MIP network member Rasmus Landersø is a Senior Researcher at the Rockwool Foundation Research Unit. His research areas include social mobility, the role of cognitive and noncognitive skills, education, and the origins of criminal behavior over the life-course. He received his Ph.D. in Economics from Aarhus University in 2015.

 

Describe your area of study and how it relates to current policy discussions surrounding inequality.

My research focuses on the determinants of equality of opportunity and how this shapes social mobility and inequality in human capital accumulation and educational attainment.

From an academic perspective, it is important to make an analytical distinction between inequality and equality of opportunity. Inequality, when viewed in isolation, is often related to fairness, which is subjective and a political question (which differs from liberal to conservatives and from Scandinavia to the U.S.), while equality of opportunity is a goal that most people agree on, as it relates to economic inefficiency and the general democratic problem that individuals do not have equal access to the possibilities that life offers. The absence of equality of opportunity may both be a source of inequality and be a result of inequality.

I believe that studying inequality in the latter context is the area where scholars can and should provide policy makers with the insights to understand the full consequences of current and potential policies, and ultimately equip the public with the tools needed to achieve their objectives. Doing so is the ambition with my research. And as a result of the increasing attention towards Scandinavian welfare states, studying social mobility and human capital accumulation in Denmark (I am a native Dane and live in Denmark) and how this differs from the U.S., provides further important insights in relation to current policy discussions on inequality.

 

What areas in the study of inequality are most in need of new research?

I view the concept of equality of opportunity as consisting of three underlying dimensions: 1) opportunities to develop skills/capabilities, 2) motivation/incentives to acquire skills, and 3) formal opportunities as e.g. the absence of credit constraints. It is important to establish how inequality in the different dimensions may be minimized most effectively, and thereby promote actual equality of opportunity. In doing so, it is furthermore central to establish when these three ‘constraints’ are binding, and whether equality in one dimension will promote or restrict actual equality of opportunity in the presence of inequality in the remaining dimensions.
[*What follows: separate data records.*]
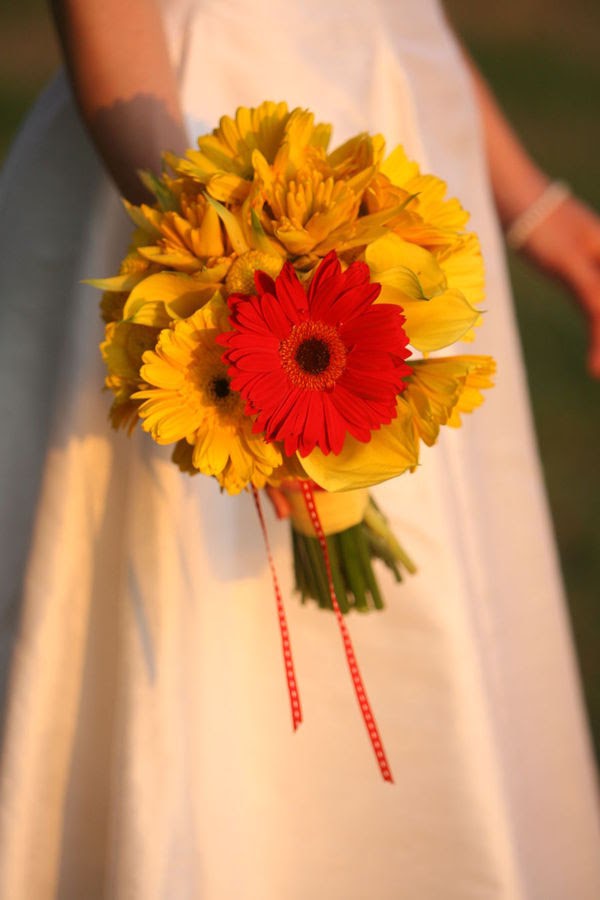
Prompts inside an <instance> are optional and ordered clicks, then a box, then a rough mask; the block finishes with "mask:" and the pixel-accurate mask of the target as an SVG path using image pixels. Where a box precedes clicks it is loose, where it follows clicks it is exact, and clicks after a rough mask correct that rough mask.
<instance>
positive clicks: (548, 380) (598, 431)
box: [0, 0, 600, 751]
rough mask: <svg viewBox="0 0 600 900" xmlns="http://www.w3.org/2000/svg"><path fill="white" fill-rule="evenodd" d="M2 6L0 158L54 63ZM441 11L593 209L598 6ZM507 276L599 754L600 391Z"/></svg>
mask: <svg viewBox="0 0 600 900" xmlns="http://www.w3.org/2000/svg"><path fill="white" fill-rule="evenodd" d="M9 2H10V3H11V5H10V6H8V7H4V8H3V9H2V10H1V11H0V158H1V157H2V156H3V155H4V153H5V152H6V150H7V148H8V146H9V143H10V140H11V138H12V136H13V135H14V132H15V130H16V129H17V127H18V125H19V122H20V120H21V119H22V117H23V116H24V115H25V113H26V112H27V109H28V107H29V105H30V104H31V102H32V101H33V100H34V98H35V96H36V94H37V93H38V91H39V90H40V88H41V87H42V85H43V84H44V82H45V81H46V80H47V78H48V77H49V76H50V75H51V73H52V71H53V70H54V69H55V68H56V66H57V65H58V51H57V47H56V41H55V39H54V35H53V33H52V30H51V27H50V23H49V20H48V15H47V12H46V6H45V3H44V2H43V0H20V2H19V3H18V4H17V2H16V0H9ZM446 9H447V11H448V14H449V17H450V18H451V20H452V22H453V23H454V25H455V27H456V28H457V30H458V32H459V33H460V35H461V36H462V38H463V41H464V43H465V44H466V45H467V47H468V48H469V50H470V52H471V53H472V55H473V56H474V58H475V59H476V61H477V62H478V63H479V65H480V67H481V69H482V71H483V73H484V74H485V75H486V76H487V78H488V80H489V82H490V84H491V85H492V87H493V89H494V90H495V92H496V94H497V96H498V98H499V100H500V102H501V104H502V105H503V107H504V109H505V110H506V112H507V113H508V115H509V118H510V119H511V120H512V122H513V123H514V125H515V126H516V128H517V130H518V132H519V133H520V135H521V137H522V138H523V140H524V142H525V144H526V146H527V147H528V148H529V150H530V151H531V153H532V154H533V156H534V157H535V158H536V159H537V160H538V162H539V163H540V165H541V166H542V167H543V168H544V169H545V170H546V171H547V172H548V173H550V174H551V175H553V176H555V177H561V178H563V179H565V180H566V181H568V182H569V183H570V184H571V186H572V188H573V189H574V190H575V191H576V192H577V193H578V194H579V195H580V196H582V197H584V198H586V199H587V201H588V202H589V203H590V204H591V205H593V206H595V207H596V208H597V209H600V178H599V173H598V150H597V148H598V147H599V146H600V116H599V115H598V112H599V101H600V55H599V54H598V46H597V36H598V34H600V4H598V3H597V2H596V0H569V2H568V3H567V2H564V0H563V3H561V4H559V5H553V6H550V5H549V4H547V3H545V2H544V0H506V3H504V4H498V5H492V4H476V3H473V2H472V0H448V2H447V3H446ZM511 270H512V276H513V285H514V291H515V298H516V304H517V315H518V318H519V324H520V327H521V334H522V340H523V345H524V350H525V358H526V361H527V367H528V376H529V382H530V388H531V394H532V400H533V409H534V414H535V420H536V425H537V429H538V439H539V443H540V448H541V453H542V460H543V464H544V470H545V475H546V482H547V486H548V491H549V496H550V503H551V506H552V511H553V515H554V522H555V527H556V531H557V536H558V540H559V547H560V552H561V558H562V564H563V569H564V574H565V580H566V585H567V592H568V597H569V605H570V609H571V616H572V622H573V629H574V633H575V638H576V642H577V647H578V652H579V659H580V665H581V670H582V673H583V677H584V684H585V690H586V697H587V701H588V707H589V711H590V716H591V720H592V726H593V730H594V735H595V740H596V748H597V750H598V751H600V625H599V622H600V616H599V606H600V602H599V601H600V453H599V447H600V417H599V415H598V410H599V408H600V402H599V401H600V385H599V384H597V383H594V382H592V381H591V380H590V379H589V378H588V376H587V375H586V372H585V365H584V359H585V344H586V341H585V329H584V323H583V320H582V319H581V317H580V316H579V315H578V314H576V313H575V312H574V310H573V304H572V301H571V300H570V298H569V297H568V296H567V295H566V293H565V292H564V291H563V290H562V289H561V288H560V287H559V286H557V285H556V284H554V283H552V282H550V281H548V280H546V279H544V278H543V277H542V276H541V275H539V274H538V273H537V272H535V271H533V270H532V269H531V268H529V267H528V266H527V265H526V264H525V263H523V262H522V261H520V260H519V259H517V258H514V257H513V258H511ZM507 427H510V423H507ZM532 539H535V536H533V535H532Z"/></svg>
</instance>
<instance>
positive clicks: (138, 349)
mask: <svg viewBox="0 0 600 900" xmlns="http://www.w3.org/2000/svg"><path fill="white" fill-rule="evenodd" d="M113 296H114V295H113ZM158 335H159V330H158V329H157V328H150V327H148V326H146V325H137V324H135V323H131V322H109V323H108V324H107V326H106V330H105V340H104V341H103V342H102V343H101V344H100V352H101V353H102V358H103V360H104V364H105V365H106V368H107V370H108V374H107V376H106V379H105V382H104V384H105V386H106V387H107V388H108V389H109V390H110V391H112V393H113V396H114V399H113V403H112V406H111V409H110V413H109V415H110V420H111V424H112V426H113V428H126V429H127V430H128V431H129V432H131V431H132V430H133V428H134V427H135V425H136V422H137V411H138V408H139V405H140V403H139V401H138V400H133V399H132V395H133V394H135V392H136V391H139V390H140V389H141V388H142V387H144V386H145V385H144V383H143V381H142V380H141V378H140V366H141V364H142V356H143V354H144V352H145V351H146V350H149V349H150V348H152V347H154V345H155V344H156V340H157V338H158Z"/></svg>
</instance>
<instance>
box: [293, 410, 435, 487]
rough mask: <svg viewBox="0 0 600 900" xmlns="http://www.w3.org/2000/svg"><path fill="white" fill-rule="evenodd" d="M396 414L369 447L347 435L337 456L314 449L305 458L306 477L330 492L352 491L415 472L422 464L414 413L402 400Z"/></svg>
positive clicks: (370, 444) (367, 444) (370, 441)
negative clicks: (343, 446)
mask: <svg viewBox="0 0 600 900" xmlns="http://www.w3.org/2000/svg"><path fill="white" fill-rule="evenodd" d="M397 411H398V415H397V417H396V418H395V419H394V421H393V422H392V423H391V424H390V425H384V426H382V427H381V428H380V429H379V430H377V431H373V432H372V434H371V440H370V441H369V443H367V444H363V443H361V442H360V441H357V440H355V439H354V438H352V437H350V436H347V437H346V440H345V441H344V447H343V450H342V452H341V453H340V454H338V455H337V456H333V455H332V454H329V455H327V456H326V455H325V454H324V453H322V452H321V451H320V450H318V449H316V450H313V452H312V453H309V455H308V456H306V457H304V458H303V459H302V465H303V467H304V470H305V471H306V473H307V475H308V476H309V477H310V478H312V479H313V481H315V482H316V483H317V484H318V485H320V486H321V487H322V488H325V490H327V491H350V490H354V489H355V488H364V487H371V485H374V484H379V483H380V482H382V481H387V480H388V479H390V478H394V477H395V476H396V475H401V474H402V473H403V472H406V471H408V470H413V469H414V468H415V466H416V465H417V463H418V461H419V449H418V443H417V440H416V438H415V433H414V429H413V425H412V416H411V411H410V408H409V406H408V404H407V403H405V401H404V400H403V399H402V398H399V400H398V406H397Z"/></svg>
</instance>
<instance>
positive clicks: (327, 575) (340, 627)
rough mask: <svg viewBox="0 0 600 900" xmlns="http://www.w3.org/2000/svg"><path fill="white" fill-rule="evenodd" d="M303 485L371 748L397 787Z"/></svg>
mask: <svg viewBox="0 0 600 900" xmlns="http://www.w3.org/2000/svg"><path fill="white" fill-rule="evenodd" d="M300 486H301V489H302V493H303V495H304V501H305V503H306V508H307V510H308V514H309V516H310V520H311V522H312V525H313V527H314V529H315V532H316V535H317V538H318V539H319V544H320V545H321V550H322V551H323V558H324V560H325V569H326V571H327V581H328V586H329V593H330V596H331V603H332V605H333V609H334V612H335V616H336V619H337V622H338V626H339V629H340V633H341V636H342V641H343V643H344V650H345V651H346V660H347V662H348V668H349V669H350V675H351V677H352V683H353V685H354V690H355V692H356V698H357V700H358V704H359V706H360V711H361V713H362V717H363V720H364V723H365V725H366V727H367V731H368V733H369V738H370V740H371V746H372V747H373V751H374V753H375V757H376V759H377V764H378V766H379V771H380V772H381V774H382V776H383V779H384V781H389V782H390V783H391V784H393V782H394V779H393V777H392V772H391V769H390V766H389V763H388V760H387V756H386V753H385V750H384V748H383V742H382V740H381V737H380V734H379V729H378V728H377V723H376V721H375V716H374V715H373V710H372V709H371V704H370V703H369V698H368V696H367V692H366V689H365V686H364V682H363V680H362V677H361V674H360V670H359V668H358V663H357V661H356V654H355V652H354V647H353V646H352V640H351V638H350V633H349V631H348V628H347V627H346V623H345V621H344V617H343V615H342V612H341V610H340V605H339V603H338V599H337V597H336V593H335V587H334V585H333V575H332V572H331V560H330V558H329V551H328V550H327V540H326V538H325V533H324V531H323V526H322V523H321V519H320V518H319V513H318V511H317V506H316V503H315V497H314V493H313V490H312V487H311V485H310V482H308V481H300Z"/></svg>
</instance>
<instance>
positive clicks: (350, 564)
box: [292, 497, 416, 613]
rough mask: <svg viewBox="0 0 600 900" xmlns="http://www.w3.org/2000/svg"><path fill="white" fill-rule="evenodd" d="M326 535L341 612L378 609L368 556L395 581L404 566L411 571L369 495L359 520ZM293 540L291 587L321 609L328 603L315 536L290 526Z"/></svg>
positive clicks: (403, 552)
mask: <svg viewBox="0 0 600 900" xmlns="http://www.w3.org/2000/svg"><path fill="white" fill-rule="evenodd" d="M326 540H327V550H328V552H329V559H330V562H331V571H332V576H333V584H334V587H335V593H336V596H337V599H338V603H339V606H340V609H341V611H342V612H343V613H347V612H349V610H350V609H356V610H358V611H359V612H368V611H369V610H370V609H383V607H384V602H383V597H382V595H381V590H380V588H379V584H378V582H377V576H376V574H375V571H374V569H373V564H372V563H373V559H380V560H381V561H382V562H383V563H385V565H386V566H387V567H388V568H389V569H391V571H392V572H393V573H394V577H395V579H396V581H402V575H403V572H409V573H411V574H414V572H416V567H415V565H414V563H413V562H412V560H411V559H410V557H409V556H408V555H407V554H406V552H405V551H404V550H403V548H402V547H401V546H400V544H399V543H398V541H397V539H396V537H395V536H394V534H393V533H392V531H391V529H390V526H389V523H388V521H387V519H386V518H385V516H384V515H383V513H382V512H381V510H380V509H379V507H378V506H377V504H376V503H375V501H374V500H373V498H372V497H369V503H368V506H367V509H366V511H365V515H364V518H363V520H362V522H360V523H359V524H358V525H354V526H352V527H351V528H346V529H345V530H344V531H338V532H336V533H335V534H330V535H328V536H327V538H326ZM292 545H293V550H294V575H295V580H296V590H298V591H299V593H300V595H301V597H302V602H303V603H305V602H306V600H307V599H311V600H316V601H317V603H318V604H319V606H320V607H321V608H322V609H332V608H333V605H332V602H331V597H330V595H329V587H328V580H327V568H326V565H325V559H324V556H323V551H322V549H321V545H320V544H319V540H318V538H316V537H309V536H308V535H305V534H301V533H300V532H299V531H296V530H295V529H294V528H293V527H292Z"/></svg>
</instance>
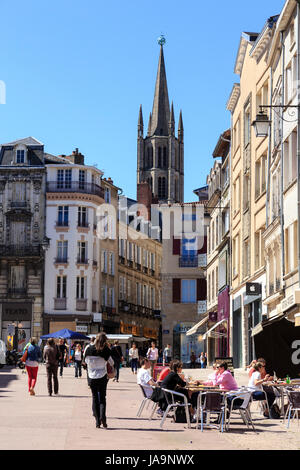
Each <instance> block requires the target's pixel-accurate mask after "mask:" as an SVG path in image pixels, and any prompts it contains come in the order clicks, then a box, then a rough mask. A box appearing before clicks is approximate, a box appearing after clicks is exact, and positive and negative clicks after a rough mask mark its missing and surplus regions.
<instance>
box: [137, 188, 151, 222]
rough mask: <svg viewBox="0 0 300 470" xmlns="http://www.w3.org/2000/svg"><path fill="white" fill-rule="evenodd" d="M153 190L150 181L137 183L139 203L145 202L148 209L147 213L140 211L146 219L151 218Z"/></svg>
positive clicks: (141, 203)
mask: <svg viewBox="0 0 300 470" xmlns="http://www.w3.org/2000/svg"><path fill="white" fill-rule="evenodd" d="M152 199H153V196H152V191H151V189H150V186H149V184H148V183H146V182H144V183H139V184H138V185H137V202H138V204H143V205H144V206H145V207H146V209H147V213H145V214H144V213H143V214H142V213H140V215H141V216H143V217H144V219H145V220H151V204H152Z"/></svg>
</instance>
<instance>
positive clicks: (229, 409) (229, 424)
mask: <svg viewBox="0 0 300 470" xmlns="http://www.w3.org/2000/svg"><path fill="white" fill-rule="evenodd" d="M229 397H233V398H232V399H231V403H230V407H229V417H228V420H227V423H226V425H225V428H226V430H227V431H228V430H229V428H230V421H231V417H232V414H233V412H235V411H238V412H239V414H240V415H241V418H242V420H243V422H244V423H245V424H246V425H247V427H248V428H249V427H250V426H249V424H251V426H252V429H253V431H254V432H256V430H255V427H254V424H253V421H252V418H251V413H250V404H251V400H252V393H251V391H244V390H236V391H232V392H228V393H226V397H225V400H227V398H229ZM237 400H243V402H242V403H241V404H239V405H238V404H237V403H236V402H237Z"/></svg>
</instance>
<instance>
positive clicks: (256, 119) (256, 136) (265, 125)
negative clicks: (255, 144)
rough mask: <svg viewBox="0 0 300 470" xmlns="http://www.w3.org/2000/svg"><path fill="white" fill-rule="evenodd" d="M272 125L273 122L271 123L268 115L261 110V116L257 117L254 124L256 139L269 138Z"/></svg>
mask: <svg viewBox="0 0 300 470" xmlns="http://www.w3.org/2000/svg"><path fill="white" fill-rule="evenodd" d="M271 123H272V121H270V119H269V118H268V116H267V114H266V113H264V111H263V109H261V110H260V112H259V114H258V115H257V116H256V120H255V121H253V123H252V126H253V127H254V129H255V133H256V137H267V136H268V134H269V129H270V126H271Z"/></svg>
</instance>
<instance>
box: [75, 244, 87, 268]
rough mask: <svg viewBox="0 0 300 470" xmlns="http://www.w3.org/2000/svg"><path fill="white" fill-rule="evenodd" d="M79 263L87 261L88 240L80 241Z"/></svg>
mask: <svg viewBox="0 0 300 470" xmlns="http://www.w3.org/2000/svg"><path fill="white" fill-rule="evenodd" d="M77 247H78V257H77V262H78V263H87V243H86V242H78V244H77Z"/></svg>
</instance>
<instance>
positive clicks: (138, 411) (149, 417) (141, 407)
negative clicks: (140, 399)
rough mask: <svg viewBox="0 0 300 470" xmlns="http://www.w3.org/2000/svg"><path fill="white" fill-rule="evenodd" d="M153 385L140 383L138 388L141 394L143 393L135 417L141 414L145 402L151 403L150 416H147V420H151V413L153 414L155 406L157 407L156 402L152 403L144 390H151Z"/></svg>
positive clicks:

In the Danish case, what is the result of free tuition to colleges and universities, if it is only youths from high resource families who have acquired the skills to make use of this? Answering these questions also begs a deeper understanding of how family influences/social interactions shape an individual’s life from childhood to adulthood. And importantly, what resources do low-resource families need to break the vicious cycle of social immobility?

 

What advice do you have for emerging scholars in your field?

Being a junior scholar myself, I believe that the advice of more experienced scholars should receive high regard. That being said, my main advice is to be curious and open minded. Use curiosity on ‘how the world works’ to acquire new knowledge, not only within a narrow field of interest (or even within a limited field of study as Economics or Sociology), but as widely as possible. And be open minded to questions and research that challenges your (and conventional) thinking.